We Keep the Dead Close: A Murder at Harvard and a Half Century of Silence by Becky Cooper
When Becky Cooper was a college student at Harvard University in 2009, one of her classmates forwarded her an email linking to an information blog about the 1969 murder of a Harvard student named Jane Britton. While researching the case, Becky uncovered a half-century of silence surrounding the cold case, and the story of a woman whose life was cut short decades before.
In We Keep the Dead Close: A Murder at Harvard and a Half Century of Silence, Becky Cooper recounts her journey of tracking down the clues of the decades-old mystery and struggling to speak the unspeakable. After researching the case for nine years and uncovering hundreds of previously unaccounted pieces of evidence, Cooper tells the raw and riveting story of Jane Britton, a brilliant woman whose promising life was cut short.
The book begins with the fateful evening of January 7, 1969, when Jane Britton returned to her Harvard apartment in Cambridge, Massachusetts. The 23-year-old was expected to graduate with honors in May, and celebrate with a few drinks at a faculty party in the upcoming weeks. But when the police found Jane dead in her apartment, she held in her hands the shattered remains of an ancient artifact, laden with unknown symbols.
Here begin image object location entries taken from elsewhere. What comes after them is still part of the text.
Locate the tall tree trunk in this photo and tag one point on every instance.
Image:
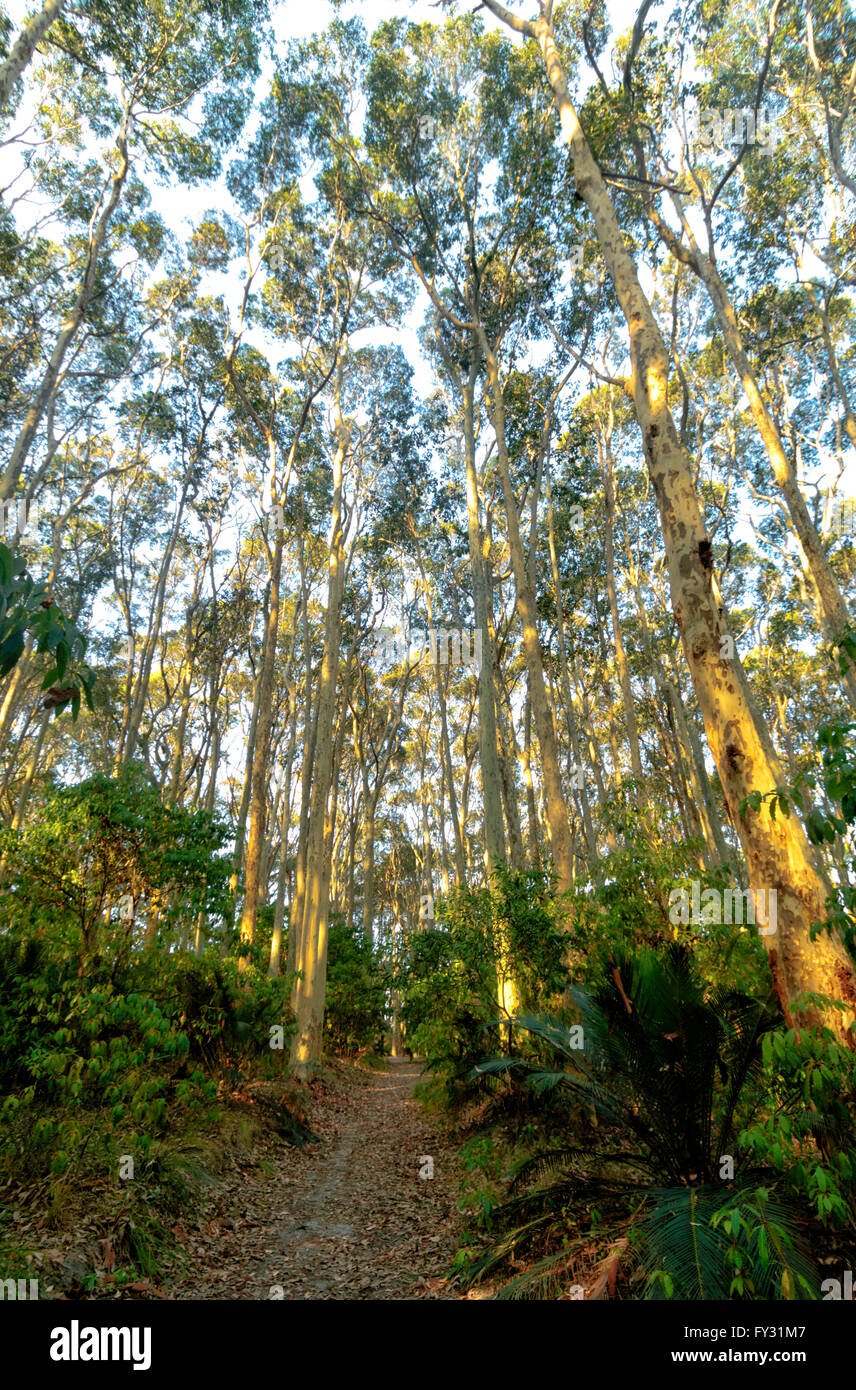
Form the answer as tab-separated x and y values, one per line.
777	851
72	320
307	1000
556	805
The chaotic investigations that followed Jane's death were carried out in secrecy, and nobody seemed willing to talk about what happened to the young woman that night. When the case went cold and the details faded from public memory, two Harvard professors were identified as potential suspects, although neither were ever charged with her death.
The police files were archived - along with the archaeological artifact Jane had been studying—for decades. This is how the mystery stayed silent for 50 years.
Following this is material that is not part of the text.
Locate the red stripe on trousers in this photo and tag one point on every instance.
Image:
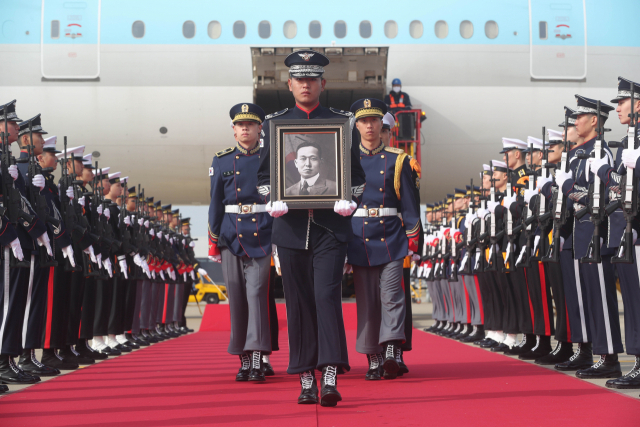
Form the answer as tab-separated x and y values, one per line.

But during her college semester, Becky Cooper launched her own investigation into the case, scouring the Harvard archives for clues, consulting such legal and historical experts as the head of the Boston Police Homicide Department, and speaking with Jane’s friends and classmates.
What follows are some of the questions posed by Cooper during her extensive probes that yielded new evidence, leading her closer to solving the mystery that has haunted generations of Harvardians: Was an eerie archaeological artifact the connection to Jane’s death? What kind of power struggle occurred within the Harvard community in the days and months following the tragedy? And most importantly, did the university have a role in covering up her death?
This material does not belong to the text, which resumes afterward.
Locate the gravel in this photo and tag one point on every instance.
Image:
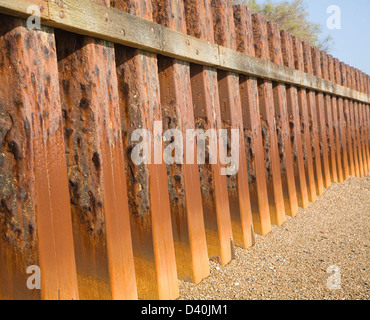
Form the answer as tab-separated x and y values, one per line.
293	261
The evidence Cooper gathered points to a history corner-cutting, incompetence, and callousness. In We Keep the Dead Close, Cooper vividly portrays the injustice of a half-century of silence and offers an intimate account of her pursuit of justice for an unsung victim of the powerful.
Through her exhaustive and captivating research, Becky Cooper provides readers with an unprecedented look into the complexities of a cold case shrouded in mystery for fifty years. In this compelling work, she reveals the powerful intricacies of an unsolved murder, the impact of institutional responses, and the bravery of a woman determined to uncover the truth.